TODO: Did the ARM SPCI spec evolve on this?

ascull@ said:
The point has been raised that the current plan of giving devices stage-2 access to the whole VM address space may be unsuitable for reassignment.

Consider a VM which programs a device for an attack. The VM then gives that device to another VM allowing the device to gain access to all of its memory. The device is now in a position to read and modify memory, potentially take over the VM and then exfiltrate data. This highlights how we can't just think of devices as simply as we do memory and will need extra consideration with SPCI.

qwandor@ said:
Would resetting the device in some way whenever ownership is transferred solve this?

ascull@ said:
Resetting to a known safe state in the transfer would solve this but how it would be achieved is the difficulty. Drivers in the hypervisor increase surface, provides unnecessary privilege to the driver and makes the possibility of a single image across the ecosystem further away. Drivers in a VM would require special handling so they don't fall foul of problem we're trying to solve.

Some other options might be to include an acceptance stage in the transfer so the receiver can act on the device before giving the device access. I'm wondering whether this would fit in with the proposal for multi-way memory sharing but I haven't look at that too closely yet.

spmoreira@ said:
Stage 2 IOMMU mappings should be tied to a VM.

If VM A maps device X, it will have some IOMMU table B.

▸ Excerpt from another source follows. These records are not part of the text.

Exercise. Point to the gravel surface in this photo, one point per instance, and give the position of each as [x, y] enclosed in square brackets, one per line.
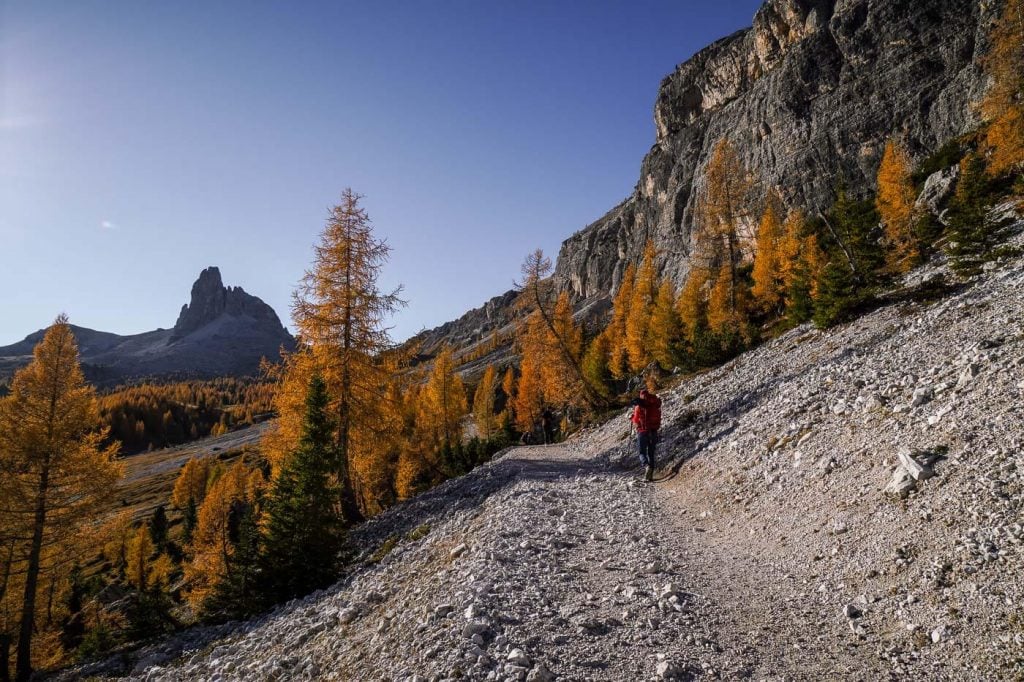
[841, 505]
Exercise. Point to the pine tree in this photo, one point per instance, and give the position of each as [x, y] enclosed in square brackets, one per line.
[159, 525]
[617, 353]
[638, 317]
[854, 238]
[804, 264]
[50, 435]
[189, 517]
[595, 364]
[838, 295]
[483, 403]
[211, 545]
[303, 529]
[974, 231]
[239, 594]
[895, 206]
[340, 312]
[666, 329]
[1004, 103]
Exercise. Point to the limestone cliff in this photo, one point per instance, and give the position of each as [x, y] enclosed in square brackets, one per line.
[808, 94]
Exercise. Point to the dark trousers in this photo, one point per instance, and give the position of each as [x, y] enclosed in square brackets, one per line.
[646, 441]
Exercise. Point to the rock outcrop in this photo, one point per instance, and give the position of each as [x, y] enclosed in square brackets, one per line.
[211, 299]
[809, 94]
[221, 332]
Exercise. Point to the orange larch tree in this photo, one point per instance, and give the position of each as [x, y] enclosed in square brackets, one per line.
[1004, 103]
[483, 403]
[617, 353]
[768, 275]
[638, 317]
[56, 469]
[666, 328]
[723, 236]
[895, 204]
[340, 313]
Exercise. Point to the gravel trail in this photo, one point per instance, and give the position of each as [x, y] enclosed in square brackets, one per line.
[843, 505]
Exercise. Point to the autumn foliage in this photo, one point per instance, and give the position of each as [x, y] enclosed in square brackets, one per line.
[895, 206]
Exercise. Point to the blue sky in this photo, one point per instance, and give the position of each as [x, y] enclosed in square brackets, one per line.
[141, 141]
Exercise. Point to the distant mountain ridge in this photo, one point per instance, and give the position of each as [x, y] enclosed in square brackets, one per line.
[222, 331]
[808, 94]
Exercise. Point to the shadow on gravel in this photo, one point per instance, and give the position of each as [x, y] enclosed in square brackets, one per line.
[720, 424]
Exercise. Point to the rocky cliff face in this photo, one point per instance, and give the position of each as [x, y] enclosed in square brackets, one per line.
[808, 94]
[211, 299]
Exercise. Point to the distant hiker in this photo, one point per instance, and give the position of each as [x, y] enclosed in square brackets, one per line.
[647, 418]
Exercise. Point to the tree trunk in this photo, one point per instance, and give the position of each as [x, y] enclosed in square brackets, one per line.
[24, 671]
[4, 657]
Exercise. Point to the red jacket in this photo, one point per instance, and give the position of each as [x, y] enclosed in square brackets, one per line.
[647, 414]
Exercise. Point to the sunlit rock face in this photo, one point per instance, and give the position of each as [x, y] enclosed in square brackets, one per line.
[807, 95]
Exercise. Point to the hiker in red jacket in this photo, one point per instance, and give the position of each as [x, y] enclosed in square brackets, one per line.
[647, 418]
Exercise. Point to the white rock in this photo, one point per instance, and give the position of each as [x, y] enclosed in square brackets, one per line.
[518, 657]
[901, 483]
[909, 464]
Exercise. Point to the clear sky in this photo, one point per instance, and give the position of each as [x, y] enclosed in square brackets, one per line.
[141, 141]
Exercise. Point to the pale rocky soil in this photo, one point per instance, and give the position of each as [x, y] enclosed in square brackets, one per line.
[767, 549]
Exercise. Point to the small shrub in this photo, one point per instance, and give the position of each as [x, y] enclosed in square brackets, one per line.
[384, 549]
[418, 533]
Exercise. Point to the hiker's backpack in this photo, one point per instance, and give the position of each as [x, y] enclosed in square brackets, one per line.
[647, 416]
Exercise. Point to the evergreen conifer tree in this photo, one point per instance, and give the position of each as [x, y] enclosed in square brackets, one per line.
[838, 295]
[158, 527]
[303, 531]
[973, 231]
[239, 595]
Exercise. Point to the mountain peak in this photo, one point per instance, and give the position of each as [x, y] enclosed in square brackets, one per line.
[211, 300]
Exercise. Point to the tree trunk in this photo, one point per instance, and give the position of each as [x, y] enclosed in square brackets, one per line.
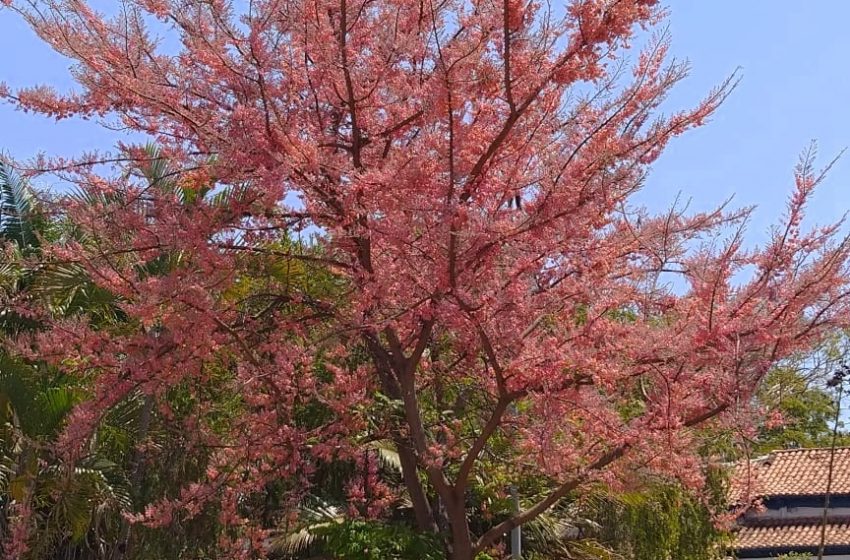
[461, 543]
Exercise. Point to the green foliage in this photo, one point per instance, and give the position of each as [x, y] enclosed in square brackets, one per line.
[663, 522]
[807, 410]
[374, 540]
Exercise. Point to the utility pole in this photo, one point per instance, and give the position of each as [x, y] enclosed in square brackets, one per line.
[516, 532]
[836, 381]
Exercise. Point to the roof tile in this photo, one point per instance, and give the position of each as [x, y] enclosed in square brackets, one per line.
[794, 472]
[788, 536]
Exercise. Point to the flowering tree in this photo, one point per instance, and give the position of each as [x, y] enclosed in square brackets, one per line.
[469, 167]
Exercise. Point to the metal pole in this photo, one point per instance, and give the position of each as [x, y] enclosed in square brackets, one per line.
[516, 532]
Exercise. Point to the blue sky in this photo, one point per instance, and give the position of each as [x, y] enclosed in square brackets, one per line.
[794, 58]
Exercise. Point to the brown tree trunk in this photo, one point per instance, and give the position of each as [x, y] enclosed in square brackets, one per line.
[461, 543]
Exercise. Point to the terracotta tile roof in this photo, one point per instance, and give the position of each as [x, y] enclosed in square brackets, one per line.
[793, 472]
[791, 536]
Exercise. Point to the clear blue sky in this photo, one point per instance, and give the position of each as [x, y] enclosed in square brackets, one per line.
[794, 57]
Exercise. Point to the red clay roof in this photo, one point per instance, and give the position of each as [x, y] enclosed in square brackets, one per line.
[794, 472]
[790, 536]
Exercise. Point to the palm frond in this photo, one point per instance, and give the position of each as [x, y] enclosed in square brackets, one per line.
[17, 203]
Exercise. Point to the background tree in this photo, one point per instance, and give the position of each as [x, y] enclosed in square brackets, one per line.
[496, 342]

If A transfers X to VM P, then IOMMU table B must be disabled and a new
table Q must be setup tied to P (can be empty at first to mean access to
nothing). If A had setup a transaction to occur in while it reassigns X to
P, then the transaction would fail by the act of disabling B.

By convention, A should pause or flush X before passing it over to P, but
if it doesn't the IOMMU switch will stop it from being malicious by
accident or otherwise.

It should be an explicit action by P to enable the IOMMU on X, to reduce
race conditions between A -> disable B -> X mapped in P -> P.

...
I hadn't seen comment #1. If there is a wish to hand over a device from a VM to another, exclusively or shared, this could still happen but again, only the memory that needs to be accessed should be in IOMMU table.

  • Shared as a loan = as per my comments in #5.
  • Shared as with shared memory = same IOMMU table can be used, as long as only the memory that is needed is mapped.

As for the state the device should be in, it is my opinion that each VM should take care of that. Sender cleans up or receiver resets, I don't have a preference as long as the correct IOMMU tables are in place at the right time.